La présidente du Front national, Marine Le Pen, pourra être poursuivie par la justice française pour ses propos assimilant les prières de rue des musulmans à une "occupation", le Parlement européen ayant voté mardi la levée de son immunité
Les élus européens, réunis en session plénière à Strasbourg, ont approuvé à main levée la fin de l'immunité de Mme Le Pen, eurodéputée depuis 2004.
L'intéressée avait elle-même anticipé cette décision, en affirmant dès lundi qu'elle ne la craignait pas, qu'elle maintenait ses propos controversés et qu'elle estimait être incriminée pour un "délit d'opinion".
"Oui, ça va arriver parce que je suis une dissidente", mais "je ne le crains absolument pas" et "je m'en moque", avait-elle affirmé sur LCI.
Le Front national a réagi mardi en estimant que cette levée d'immunité était "contraire à toute la jurisprudence de cette assemblée". Elle "traduit la terrible anxiété de la caste face à une responsable politique (...) dont la dynamique électorale fait trembler le pouvoir", a affirmé le parti d'extrême droite dans un communiqué.
Au moment du vote, la présidente du FN, installée à sa place dans l'hémicycle aux côtés de son père Jean-Marie et de Bruno Gollnisch, n'a pas pris la parole et n'a manifesté aucune réaction particulière.
Seul M. Gollnisch s'est exprimé, s'indignant que Mme Le Pen n'ait pas pu s'exprimer sur le fond devant ses pairs. Une telle procédure est digne du "Soviet suprême de l'Union soviétique", a-t-il fustigé, sous les huées de l'assemblée.
Le président de séance, Gianni Pittella, lui a répondu que Mme Le Pen ne s'était vu appliquer "aucune procédure spéciale", et que les débats au fond avaient eu lieu, comme c'est la règle, devant la commission des affaires juridiques du Parlement.
Selon une source parlementaire, Mme Le Pen a été invitée à trois reprises devant cette commission, en mars, avril et mai, pour défendre son cas, mais elle n'a jamais souhaité répondre à cette invitation.
La présidente du FN est visée par une information judiciaire ouverte à Lyon pour "provocation à la discrimination, à la violence et à la haine envers un groupe de personnes en raison de leur religion".
En décembre 2010, lors d'une réunion publique devant des militants frontistes, elle avait dénoncé dans un discours les "prières de rue" de musulmans, les qualifiant "d'occupation", sans "blindés (ni) soldats", mais d'"occupation tout de même".
La juge d'instruction lyonnaise chargée du dossier, constatant que Mme Le Pen refusait de répondre aux convocations en vue de sa mise en examen en invoquant le bénéfice de son immunité parlementaire, avait alors demandé au Parlement la levée de cette protection.

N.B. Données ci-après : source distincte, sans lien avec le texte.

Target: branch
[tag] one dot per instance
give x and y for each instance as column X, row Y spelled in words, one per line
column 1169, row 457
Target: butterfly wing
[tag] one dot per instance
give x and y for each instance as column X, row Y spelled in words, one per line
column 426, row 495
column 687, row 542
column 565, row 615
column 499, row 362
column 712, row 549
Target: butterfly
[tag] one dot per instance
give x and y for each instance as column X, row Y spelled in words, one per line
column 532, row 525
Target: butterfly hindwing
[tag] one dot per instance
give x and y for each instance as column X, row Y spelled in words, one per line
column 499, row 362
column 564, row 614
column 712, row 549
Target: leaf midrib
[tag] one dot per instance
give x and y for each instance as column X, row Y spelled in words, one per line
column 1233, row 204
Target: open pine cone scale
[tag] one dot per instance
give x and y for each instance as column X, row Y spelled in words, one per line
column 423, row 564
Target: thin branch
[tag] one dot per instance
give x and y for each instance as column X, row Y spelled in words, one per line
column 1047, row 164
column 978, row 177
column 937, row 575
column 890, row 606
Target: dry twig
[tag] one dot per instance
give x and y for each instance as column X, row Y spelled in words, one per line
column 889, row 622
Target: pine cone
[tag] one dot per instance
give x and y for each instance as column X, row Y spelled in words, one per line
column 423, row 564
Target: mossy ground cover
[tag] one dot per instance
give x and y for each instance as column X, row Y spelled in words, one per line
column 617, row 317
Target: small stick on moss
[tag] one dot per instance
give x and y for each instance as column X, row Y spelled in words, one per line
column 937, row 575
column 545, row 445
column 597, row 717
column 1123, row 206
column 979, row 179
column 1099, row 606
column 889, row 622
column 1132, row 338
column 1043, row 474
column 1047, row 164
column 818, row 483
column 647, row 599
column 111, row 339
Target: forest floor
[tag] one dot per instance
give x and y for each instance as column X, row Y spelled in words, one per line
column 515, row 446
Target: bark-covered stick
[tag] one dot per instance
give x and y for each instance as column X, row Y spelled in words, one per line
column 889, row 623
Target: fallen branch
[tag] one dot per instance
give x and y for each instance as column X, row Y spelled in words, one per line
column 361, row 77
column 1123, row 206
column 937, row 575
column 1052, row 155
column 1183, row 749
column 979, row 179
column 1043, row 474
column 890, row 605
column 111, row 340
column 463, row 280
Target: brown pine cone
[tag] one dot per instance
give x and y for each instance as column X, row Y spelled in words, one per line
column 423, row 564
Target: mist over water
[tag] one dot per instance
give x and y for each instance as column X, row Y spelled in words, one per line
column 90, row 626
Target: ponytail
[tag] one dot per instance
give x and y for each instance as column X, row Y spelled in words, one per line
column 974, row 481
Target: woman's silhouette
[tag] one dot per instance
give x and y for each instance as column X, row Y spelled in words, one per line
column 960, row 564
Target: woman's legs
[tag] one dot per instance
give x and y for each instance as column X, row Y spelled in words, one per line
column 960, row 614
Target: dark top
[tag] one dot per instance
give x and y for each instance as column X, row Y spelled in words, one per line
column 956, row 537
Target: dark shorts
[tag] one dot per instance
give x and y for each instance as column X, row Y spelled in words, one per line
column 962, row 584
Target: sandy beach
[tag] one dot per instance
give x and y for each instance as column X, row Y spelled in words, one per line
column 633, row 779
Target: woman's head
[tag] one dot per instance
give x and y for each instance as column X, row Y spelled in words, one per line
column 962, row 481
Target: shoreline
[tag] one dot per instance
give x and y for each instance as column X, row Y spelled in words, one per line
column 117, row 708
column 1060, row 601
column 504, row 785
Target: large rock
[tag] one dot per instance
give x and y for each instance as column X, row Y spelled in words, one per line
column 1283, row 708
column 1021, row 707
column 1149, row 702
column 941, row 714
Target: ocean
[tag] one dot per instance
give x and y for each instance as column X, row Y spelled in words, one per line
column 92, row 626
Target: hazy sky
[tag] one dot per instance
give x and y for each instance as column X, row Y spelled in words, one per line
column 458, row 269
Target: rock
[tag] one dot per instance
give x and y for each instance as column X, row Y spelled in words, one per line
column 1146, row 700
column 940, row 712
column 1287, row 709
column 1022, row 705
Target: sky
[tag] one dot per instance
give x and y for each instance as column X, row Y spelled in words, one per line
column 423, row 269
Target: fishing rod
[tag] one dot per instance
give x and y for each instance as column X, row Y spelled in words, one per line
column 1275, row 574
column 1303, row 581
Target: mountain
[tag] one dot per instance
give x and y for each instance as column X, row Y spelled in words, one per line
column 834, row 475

Pour le chef de file des élus conservateurs au Parlement, le Français Joseph Daul (UMP), cette procédure devait être considérée comme purement "technique". "Il n'y a rien de politique. Si je réagissais sur le plan politique, je ne voterais pas la levée de l'immunité, car ça va lui donner 1 à 2% de plus" dans les intentions de vote, a-t-il souligné avant le vote.
Pour l'élu vert français Jean-Paul Besset, cette procédure constituait de toute façon un "piège" pour le Parlement européen, car elle offre "un boulevard de victimisation" à Mme Le Pen.
Son collègue José Bové a quant à lui remarqué que Mme Le Pen aurait pu renoncer elle-même, devant la justice, au bénéfice de son immunité d'eurodéputée, comme lui-même l'a fait en 2009 lorsqu'il était poursuivi devant les tribunaux français pour des actions de destruction d'OGM.
"Elle va crier au scandale, mais si elle avait été cohérente avec elle-même, elle aurait dit +je refuse d'emblée d'être protégée par l'immunité européenne+, et le débat n'aurait même pas eu lieu dans cette enceinte", a souligné M. Bové.
Avant Mme Le Pen, Bruno Gollnisch a été privé à deux reprises de son immunité parlementaire après des propos qui avaient donné lieu à des poursuites en France. En 1998, Jean-Marie Le Pen a également été visé par la même procédure après avoir déclaré que les chambres à gaz nazies étaient "un détail de l'histoire de la Seconde Guerre mondiale".